5. The application proceeded by way of filing written submissions and I have perused and considered the submission on both sides.
6. Having considered this application, and the submissions of counsel for the parties and the law, I am of the view that this application lacks merits and has to be dismissed.
7. The first reason is that a consent by counsel for the applicant and the 1st respondent in this matter is still operational and attempt to set it aside has already been dismissed by this court. That consent thus still subsits and cannot be impeded by insolvency proceedings in another court, in which not all parties herein are parties.
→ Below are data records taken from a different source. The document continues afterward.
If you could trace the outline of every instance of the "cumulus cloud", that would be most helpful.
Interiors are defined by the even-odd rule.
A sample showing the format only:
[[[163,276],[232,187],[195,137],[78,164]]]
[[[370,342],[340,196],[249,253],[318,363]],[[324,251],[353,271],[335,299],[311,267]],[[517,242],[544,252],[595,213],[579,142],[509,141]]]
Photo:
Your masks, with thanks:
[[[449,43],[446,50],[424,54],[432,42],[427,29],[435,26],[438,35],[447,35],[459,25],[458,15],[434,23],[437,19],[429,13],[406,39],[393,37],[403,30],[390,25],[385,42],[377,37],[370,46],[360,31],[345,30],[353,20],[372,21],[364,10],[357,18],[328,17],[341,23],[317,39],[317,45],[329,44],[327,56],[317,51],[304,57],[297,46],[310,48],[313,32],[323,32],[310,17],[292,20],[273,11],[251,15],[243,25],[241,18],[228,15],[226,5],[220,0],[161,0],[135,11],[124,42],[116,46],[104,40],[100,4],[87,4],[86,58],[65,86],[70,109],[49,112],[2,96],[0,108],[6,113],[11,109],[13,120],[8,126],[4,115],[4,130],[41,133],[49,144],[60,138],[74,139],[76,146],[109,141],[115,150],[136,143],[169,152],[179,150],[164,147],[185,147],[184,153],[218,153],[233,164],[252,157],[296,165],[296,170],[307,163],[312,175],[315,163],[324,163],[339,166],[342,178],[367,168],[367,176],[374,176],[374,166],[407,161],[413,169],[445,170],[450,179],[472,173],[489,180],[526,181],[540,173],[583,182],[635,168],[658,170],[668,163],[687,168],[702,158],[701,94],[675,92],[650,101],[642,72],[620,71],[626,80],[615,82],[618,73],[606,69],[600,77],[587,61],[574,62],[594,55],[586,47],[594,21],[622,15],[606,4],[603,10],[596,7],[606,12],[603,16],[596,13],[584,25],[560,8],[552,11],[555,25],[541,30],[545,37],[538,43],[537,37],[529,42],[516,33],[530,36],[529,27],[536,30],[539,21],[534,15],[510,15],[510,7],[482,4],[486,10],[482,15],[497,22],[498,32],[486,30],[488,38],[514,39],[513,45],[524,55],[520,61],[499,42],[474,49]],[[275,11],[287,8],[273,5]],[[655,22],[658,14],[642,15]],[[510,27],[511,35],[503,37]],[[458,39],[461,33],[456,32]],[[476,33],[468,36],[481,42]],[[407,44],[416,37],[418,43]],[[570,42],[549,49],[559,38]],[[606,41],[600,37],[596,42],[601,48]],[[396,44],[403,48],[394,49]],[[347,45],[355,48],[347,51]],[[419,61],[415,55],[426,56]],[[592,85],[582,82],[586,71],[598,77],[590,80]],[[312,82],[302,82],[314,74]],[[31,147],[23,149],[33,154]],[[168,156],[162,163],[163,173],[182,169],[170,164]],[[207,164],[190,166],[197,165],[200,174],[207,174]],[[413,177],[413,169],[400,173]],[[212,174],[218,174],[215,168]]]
8. Secondly, no moratorium or restraining order has been shown to have been issued in Nairobi Commercial and Admiralty Division Insolvency Cause No. E155 of 2019 as required by law. In this regard section 428(1) and (2) of the Insolvency Act relied upon by the applicant’s counsel is relevant and states as follows –
428(1) At any time after the making of a liquidation application and before a liquidation order has been made the company, or any creditor or any contributory may –
a) If legal proceedings against the company are pending in court – apply to the court for the proceedings to be stayed; and
b) If proceedings relating to a matter are pending against the company in another court, apply to the court to restrain further proceedings in respect of the matter in the other court
(2) On the hearing of an application under sub-section 1(a) or (b), the court may make an order staying or restraining the proceedings on such terms as it considers appropriate.
9. My understanding of the above provisions of the statute law is that the application for moratorium or for restraining order of other proceedings has to be made in the cause in which there is a liquidation application, not in those other proceedings. The moratorium or restraining orders have to be obtained in that cause. Thus the present application in my view has been made in the wrong case, and is for dismissal.
10. Thirdly, the two concepts of receivership and liquidation are different concepts and the applicant has referred to a Receivership Cause No. E155 of 2019 in Nairobi Commercial Court, not a liquidation Cause. On the difference between the two legal concepts I will cite the case of Thomas and Piron Grands Lacs ltd –vs- Lightouse Property Company Ltd; Chase Bank Kenya Ltd (In Receivership) and Another (Interested Parties) (2019) eKLR wherein Tuiyot J. as he then was stated as follows –
“The concept of receivership and liquidation as contemplated by the KDI Act are different. The circumstances under which Central Bank can place a bank under receivership are set out in section 43(2) of the KDI Act and include when assets of an institution are less than its obligations to its creditors or the institution has engaged in malpractices or activities contrary to provisions of any Kenyan law or other applicable law”.
11. In my view, receivership applies when a receiver is appointed to try to revive the company, while liquidation is a process of winding up the company. Only in cases where liquidation proceedings have been taken can stay of other proceedings be effected. Thus if the Nairobi case has reached winding up stage, then restraining orders of other proceedings can only be issued therefrom.
12. The argument that the 2nd respondent has already been wound up on 07/11/2019 in Insolvency petition No. E009 of 2019 does not help the applicant because if that is a bar to other court processes, then Nairobi Commercial and Admiralty Division Insolvency Cause No. E155 of 2019 would not be pending in court to date.
13. In my view therefore, the application herein is misadvised, filing the wrong cause, and has no merits. I dismiss the application with costs to the respondents.
DELIVERED, SIGNED & DATED THIS 9TH DAY OF DECEMBER, 2021, IN OPEN COURT AT MAKUENI.